Page d'histoire : Jacques Necker Genève, 30 septembre 1732 - Coppet, 9 avril 1804

Portrait à mi-corps
Joseph Siffred Duplessis, huile sur toile
Châteaux de Versailles et de Trianon
© RMN

Jacques Necker naît à Genève, d’un père professeur de droit d’origine irlandaise et d’une mère d’origine française. À 16 ans il vient à Paris, y reçoit une formation de banquier avant de développer une banque genevoise puissante et une considérable fortune. En 1764, il épouse la belle Suzanne Curchod qui tiendra l’un des grands salons parisiens et donnera le jour, en 1766, à Anne Louise Germaine promise à la postérité sous le nom de Germaine de Staël.

Necker a 36 ans quand il est nommé ministre de la République de Genève à Paris et présenté au Roi de France. Il aime écrire, croit à la puissance de l’opinion, et publie en 1769 un libelle qui connaît aussitôt un grand succès. En 1773, l’Académie française couronne son éloge de Colbert. Après la disgrâce de Turgot en 1776, le Roi pense à Necker dont on dit tant de bien ; pour ce banquier suisse et protestant on crée un poste de directeur du Trésor royal. Necker multiplie les mesures afin d’alléger les dépenses inutiles de l’État et vante sa politique, en février 1781, par un « compte rendu au Roi » rendu public, qui lui nuit beaucoup à la Cour. Necker démissionne le 19 mai 1781 et se retire dans son château de Saint-Ouen.

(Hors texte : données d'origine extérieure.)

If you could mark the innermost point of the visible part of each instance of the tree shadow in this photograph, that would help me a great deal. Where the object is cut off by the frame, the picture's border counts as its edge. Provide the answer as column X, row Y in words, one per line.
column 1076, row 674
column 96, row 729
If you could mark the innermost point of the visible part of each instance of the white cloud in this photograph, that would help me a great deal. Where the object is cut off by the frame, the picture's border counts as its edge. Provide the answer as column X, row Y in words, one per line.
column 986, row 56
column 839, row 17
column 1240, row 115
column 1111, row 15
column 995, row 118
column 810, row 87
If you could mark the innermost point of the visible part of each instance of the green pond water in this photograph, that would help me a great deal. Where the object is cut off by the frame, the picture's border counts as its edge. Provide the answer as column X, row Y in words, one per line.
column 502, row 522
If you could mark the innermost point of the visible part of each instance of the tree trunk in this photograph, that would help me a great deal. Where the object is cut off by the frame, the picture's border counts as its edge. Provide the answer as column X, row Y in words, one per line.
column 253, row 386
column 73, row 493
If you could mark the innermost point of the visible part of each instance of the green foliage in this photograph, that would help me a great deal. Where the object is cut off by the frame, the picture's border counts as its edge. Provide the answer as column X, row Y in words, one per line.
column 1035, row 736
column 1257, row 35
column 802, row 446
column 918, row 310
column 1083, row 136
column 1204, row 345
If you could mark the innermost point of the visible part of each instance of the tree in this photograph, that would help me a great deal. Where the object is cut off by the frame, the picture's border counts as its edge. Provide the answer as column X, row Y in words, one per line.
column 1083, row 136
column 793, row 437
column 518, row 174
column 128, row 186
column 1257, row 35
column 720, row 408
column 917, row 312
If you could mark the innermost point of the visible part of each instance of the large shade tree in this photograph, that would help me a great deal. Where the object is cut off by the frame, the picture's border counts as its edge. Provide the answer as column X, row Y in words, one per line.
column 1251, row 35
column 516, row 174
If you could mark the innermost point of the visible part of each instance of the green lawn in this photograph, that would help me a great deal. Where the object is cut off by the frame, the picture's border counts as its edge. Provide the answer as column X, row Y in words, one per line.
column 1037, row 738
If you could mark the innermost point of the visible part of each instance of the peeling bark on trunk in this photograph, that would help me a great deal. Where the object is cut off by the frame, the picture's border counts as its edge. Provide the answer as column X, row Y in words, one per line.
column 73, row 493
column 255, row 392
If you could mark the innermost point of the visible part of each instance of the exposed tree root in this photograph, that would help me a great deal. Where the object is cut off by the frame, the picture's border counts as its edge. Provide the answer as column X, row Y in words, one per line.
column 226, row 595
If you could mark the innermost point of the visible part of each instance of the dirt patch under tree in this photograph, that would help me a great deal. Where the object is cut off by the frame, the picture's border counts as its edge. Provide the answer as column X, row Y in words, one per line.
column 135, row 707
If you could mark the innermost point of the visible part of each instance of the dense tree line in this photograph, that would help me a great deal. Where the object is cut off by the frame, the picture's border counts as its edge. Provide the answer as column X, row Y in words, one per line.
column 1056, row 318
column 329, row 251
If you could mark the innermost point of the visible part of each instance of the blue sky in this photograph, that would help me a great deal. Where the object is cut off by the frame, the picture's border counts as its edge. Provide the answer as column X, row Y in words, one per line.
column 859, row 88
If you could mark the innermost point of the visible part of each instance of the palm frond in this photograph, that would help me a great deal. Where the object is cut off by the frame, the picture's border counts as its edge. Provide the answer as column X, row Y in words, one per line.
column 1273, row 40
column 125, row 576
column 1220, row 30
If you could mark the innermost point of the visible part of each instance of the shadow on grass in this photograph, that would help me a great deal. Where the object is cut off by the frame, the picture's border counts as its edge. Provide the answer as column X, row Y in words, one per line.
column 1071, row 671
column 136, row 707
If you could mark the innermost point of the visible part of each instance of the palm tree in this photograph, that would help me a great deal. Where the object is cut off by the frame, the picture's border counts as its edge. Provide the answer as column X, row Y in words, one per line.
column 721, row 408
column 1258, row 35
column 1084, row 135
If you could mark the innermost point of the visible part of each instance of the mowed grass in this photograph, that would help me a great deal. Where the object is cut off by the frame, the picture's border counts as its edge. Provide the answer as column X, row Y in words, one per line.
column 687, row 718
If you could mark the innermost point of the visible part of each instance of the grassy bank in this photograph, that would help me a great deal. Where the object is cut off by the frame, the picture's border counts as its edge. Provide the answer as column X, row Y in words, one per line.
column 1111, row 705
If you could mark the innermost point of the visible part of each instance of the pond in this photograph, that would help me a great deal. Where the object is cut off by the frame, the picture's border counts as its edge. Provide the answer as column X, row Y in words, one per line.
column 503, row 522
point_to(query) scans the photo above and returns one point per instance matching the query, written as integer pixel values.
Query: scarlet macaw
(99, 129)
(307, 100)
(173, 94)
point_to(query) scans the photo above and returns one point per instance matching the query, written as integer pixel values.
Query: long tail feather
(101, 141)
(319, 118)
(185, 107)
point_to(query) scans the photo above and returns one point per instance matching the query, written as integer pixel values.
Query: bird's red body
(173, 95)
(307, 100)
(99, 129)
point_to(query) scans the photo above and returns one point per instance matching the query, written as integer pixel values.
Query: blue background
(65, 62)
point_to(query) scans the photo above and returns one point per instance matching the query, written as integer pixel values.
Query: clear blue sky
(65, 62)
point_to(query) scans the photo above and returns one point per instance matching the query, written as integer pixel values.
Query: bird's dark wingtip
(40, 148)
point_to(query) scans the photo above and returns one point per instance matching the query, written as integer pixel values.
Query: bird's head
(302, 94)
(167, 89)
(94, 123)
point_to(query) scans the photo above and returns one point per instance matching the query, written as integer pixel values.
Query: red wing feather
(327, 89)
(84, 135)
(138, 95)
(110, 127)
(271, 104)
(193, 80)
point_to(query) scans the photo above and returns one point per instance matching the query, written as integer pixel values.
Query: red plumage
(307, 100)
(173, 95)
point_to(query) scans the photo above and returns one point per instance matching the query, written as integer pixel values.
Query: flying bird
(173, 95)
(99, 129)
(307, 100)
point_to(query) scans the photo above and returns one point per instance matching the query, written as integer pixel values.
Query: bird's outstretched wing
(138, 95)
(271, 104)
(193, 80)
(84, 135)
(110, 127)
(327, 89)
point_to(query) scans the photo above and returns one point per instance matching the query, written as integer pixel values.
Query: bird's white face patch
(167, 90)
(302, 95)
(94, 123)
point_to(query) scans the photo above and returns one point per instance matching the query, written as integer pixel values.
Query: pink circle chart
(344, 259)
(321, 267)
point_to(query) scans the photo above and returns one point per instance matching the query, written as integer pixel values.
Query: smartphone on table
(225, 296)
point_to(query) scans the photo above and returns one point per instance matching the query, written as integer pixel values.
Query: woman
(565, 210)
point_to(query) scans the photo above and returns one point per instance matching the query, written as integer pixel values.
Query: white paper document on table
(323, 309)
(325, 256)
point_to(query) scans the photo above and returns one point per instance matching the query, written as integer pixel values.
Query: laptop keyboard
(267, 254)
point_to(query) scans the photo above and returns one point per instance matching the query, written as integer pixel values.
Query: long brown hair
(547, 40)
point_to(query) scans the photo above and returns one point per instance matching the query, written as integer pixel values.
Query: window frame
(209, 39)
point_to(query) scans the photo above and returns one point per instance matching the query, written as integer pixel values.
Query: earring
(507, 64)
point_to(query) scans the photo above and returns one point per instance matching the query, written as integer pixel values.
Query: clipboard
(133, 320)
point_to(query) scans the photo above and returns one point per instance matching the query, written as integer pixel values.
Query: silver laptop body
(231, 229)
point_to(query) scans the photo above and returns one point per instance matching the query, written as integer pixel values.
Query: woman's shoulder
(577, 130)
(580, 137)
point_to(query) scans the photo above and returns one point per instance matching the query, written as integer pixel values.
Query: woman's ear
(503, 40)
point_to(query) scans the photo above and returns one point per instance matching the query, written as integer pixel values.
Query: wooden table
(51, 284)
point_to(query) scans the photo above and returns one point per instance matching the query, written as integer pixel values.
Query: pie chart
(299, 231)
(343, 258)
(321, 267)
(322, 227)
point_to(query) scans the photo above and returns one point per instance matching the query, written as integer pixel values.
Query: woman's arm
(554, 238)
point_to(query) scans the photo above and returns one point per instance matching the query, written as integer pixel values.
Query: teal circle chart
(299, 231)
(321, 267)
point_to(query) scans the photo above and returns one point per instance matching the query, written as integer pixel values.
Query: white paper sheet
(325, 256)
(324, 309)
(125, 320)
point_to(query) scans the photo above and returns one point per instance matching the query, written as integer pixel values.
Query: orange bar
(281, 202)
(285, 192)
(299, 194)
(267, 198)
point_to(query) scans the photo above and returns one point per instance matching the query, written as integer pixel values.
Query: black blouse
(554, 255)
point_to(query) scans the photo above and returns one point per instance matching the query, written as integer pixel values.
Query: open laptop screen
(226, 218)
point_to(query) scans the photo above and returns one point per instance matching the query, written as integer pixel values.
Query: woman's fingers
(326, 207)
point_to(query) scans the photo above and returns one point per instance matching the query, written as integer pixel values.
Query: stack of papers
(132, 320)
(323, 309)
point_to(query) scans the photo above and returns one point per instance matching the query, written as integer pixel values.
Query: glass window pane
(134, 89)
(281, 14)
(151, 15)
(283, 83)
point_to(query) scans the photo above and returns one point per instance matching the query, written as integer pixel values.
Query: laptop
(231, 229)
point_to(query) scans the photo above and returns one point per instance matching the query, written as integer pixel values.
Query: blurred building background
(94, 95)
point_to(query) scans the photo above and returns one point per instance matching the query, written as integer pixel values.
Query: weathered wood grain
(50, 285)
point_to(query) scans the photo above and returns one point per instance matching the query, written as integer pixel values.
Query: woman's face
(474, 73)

Bientôt, partageant son temps entre la France et la Suisse où il a acheté, au bord du lac, le château de Coppet, il travaille à son grand ouvrage, De l’importance des opinions religieuses. En 1787, l’archevêque de Toulouse, Loménie de Brienne, devenu principal ministre de Louis XVI, s’engage à réunir les États généraux et à promouvoir une nouvelle politique. Ne faudrait-il pas rappeler Necker ? Le 24 août 1787, il est nommé directeur général des finances, ministre, membre du conseil du roi. Le 5 mai 1789, c’est l’ouverture des États généraux. Après qu’eurent parlé le roi et le garde des Sceaux, Necker commence un discours – long de trois heures – qui ennuie et déçoit. Viennent bientôt la fameuse journée du 17 juin 1789 où les représentants du Tiers État proclament l’Assemblée nationale, puis la séance du 23 juin où Louis XVI entend signifier ses décisions à cette assemblée usurpatrice. Necker constate que le roi, influencé par ses proches, ne suit pas ses conseils. Alors, sans même prévenir Louis XVI, il décide de ne pas assister à la séance royale. Son fauteuil restera vide !

Revenu à Versailles, le Roi trouve la lettre de démission de son ministre mais la refuse. « Ce fut, écrira Necker, dans ce moment où je pouvais tout exiger du roi que je me trouvais sans force pour rien demander ». Le 11 juillet, Necker recevra la lettre de Louis XVI le congédiant brutalement. Aussitôt il prendra la route. Mais à Bâle lui parviendront deux lettres, datées du 16 juillet, la lettre du roi le suppliant de rentrer, la lettre de l’Assemblée nationale lui disant sa confiance. « La nation, son roi et ses représentants vous attendent ». Entre-temps, Paris a vécu le 14 juillet, tumultueuse journée dont le premier objectif avait été d’exiger le retour du ministre exilé ! Commence le triomphal voyage de retour …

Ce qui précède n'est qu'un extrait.